Una canción se impone estos días por encima de otras. Es Summer in the city, de los Lovin' Spoonful. Intento tararear la más punk y anfetamínica Here comes the summer, de los Undertones, que alterno con otra sesentera, Here comes sumer, en versión de los Dave Clark Five, pero en las condiciones actuales -que me temo no se diferenciarán mucho de las de los próximos meses- creo que será lo más saludable ir pensando en pasar el verano en la ciudad. Este de 2020 que se avecina trae consigo -más que como una obligación, una maldición- una planificación extraña. Por el momento las prioridades del común -y se supone que juicioso- de los mortales no tienen nada que ver con las de una organización normal-ya estamos- de las vacaciones (si es que llegamos a tenerlas). Al igual que con otras cuestiones, las autoridades se ven empujadas a abusar del paracetamol para mitigar el dolor de cabeza que les está causando el simple hecho de tener que pensar qué hacer con el cada vez más inminente (y deseado) éxodo a las playas. Sí, ahora, las playas...

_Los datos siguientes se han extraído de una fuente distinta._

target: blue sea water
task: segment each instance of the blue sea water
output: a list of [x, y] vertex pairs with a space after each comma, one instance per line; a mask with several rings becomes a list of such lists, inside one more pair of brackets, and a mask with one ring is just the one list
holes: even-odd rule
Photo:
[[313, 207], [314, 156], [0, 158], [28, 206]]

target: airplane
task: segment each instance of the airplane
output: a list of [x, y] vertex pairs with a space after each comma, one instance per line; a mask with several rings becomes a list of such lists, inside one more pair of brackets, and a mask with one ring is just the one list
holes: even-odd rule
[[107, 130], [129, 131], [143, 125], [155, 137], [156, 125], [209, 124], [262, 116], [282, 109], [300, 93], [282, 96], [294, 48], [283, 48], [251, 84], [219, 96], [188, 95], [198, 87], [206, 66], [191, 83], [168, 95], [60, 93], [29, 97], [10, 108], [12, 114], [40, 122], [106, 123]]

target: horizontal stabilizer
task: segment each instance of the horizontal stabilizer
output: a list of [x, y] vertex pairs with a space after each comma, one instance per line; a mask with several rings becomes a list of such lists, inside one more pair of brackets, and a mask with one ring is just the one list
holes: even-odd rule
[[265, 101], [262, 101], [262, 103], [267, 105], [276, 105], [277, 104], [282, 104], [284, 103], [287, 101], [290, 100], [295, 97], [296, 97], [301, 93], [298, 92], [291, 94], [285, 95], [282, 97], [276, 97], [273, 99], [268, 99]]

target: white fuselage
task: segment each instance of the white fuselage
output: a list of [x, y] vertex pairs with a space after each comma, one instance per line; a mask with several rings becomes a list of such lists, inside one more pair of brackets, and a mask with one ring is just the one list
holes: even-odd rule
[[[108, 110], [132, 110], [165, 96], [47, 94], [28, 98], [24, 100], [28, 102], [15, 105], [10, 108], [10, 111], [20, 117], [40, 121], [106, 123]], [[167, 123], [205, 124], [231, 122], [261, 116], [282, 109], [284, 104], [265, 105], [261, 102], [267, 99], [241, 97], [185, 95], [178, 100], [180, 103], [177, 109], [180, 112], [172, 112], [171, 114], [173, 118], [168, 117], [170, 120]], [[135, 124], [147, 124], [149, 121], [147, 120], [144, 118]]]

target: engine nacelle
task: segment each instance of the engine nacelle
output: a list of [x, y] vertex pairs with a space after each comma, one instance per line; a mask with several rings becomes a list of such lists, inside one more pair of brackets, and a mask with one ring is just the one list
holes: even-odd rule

La pandemia no da tregua. La cruel codicia del coronavirus no tiene límites. No es sólo un asunto de puertas adentro de los hospitales, con sus profesionales exhaustos intentando evitar más muertos e impedir más contagios. El Covid-19 no está aún confinado ni aislado, ni tiene horarios para salir ni su libertad de movimientos está restringida. El bicho puede ir a la playa cuando quiera. Es problema nuestro que la incertidumbre y la confusión nos hagan pensar que él haya sido el primero en clavar su sucia sombrilla en la arena, y hay muchas probabilidades de acertar si pensamos eso.

Lo dicho: las autoridades se funden estos días los plomos para organizar el aluvión a las playas. Que el fenómeno se les fue -se nos fue- de las manos hace tiempo es algo archisabido. Desde hace décadas la superpoblación playera ha servido tanto de punto de partida de la charla familiar en el chiringuito dando cuenta de un plato de sardinas como de objeto de debate en simposios de expertos en turismo y globalización que intercambiaban conclusiones, tarjetas y móviles en el cóctel de clausura. Al año siguiente, lo mismo: más sardinas entre más codazos y más simposios entre más copazos.

A la playa ya no se podía ir como se estaba yendo, cierto, pero a la playa no se puede ir como algunos quieren que vayamos. Ahí está el dilema. La playa es para muchos de nosotros un sitio muy especial, y a medida que pasan los años el más importante sobre la faz de la tierra: porque ahora es el reencuentro, cada vez más complicado pero siempre igual de intenso cuando es posible, con quien fuimos -con quien en el fondo y de verdad somos-, y es el reencuentro con lo más parecido a la felicidad que hayamos podido llegar a sentir.

Si no puede ser así, casi mejor pasar el verano en la ciudad.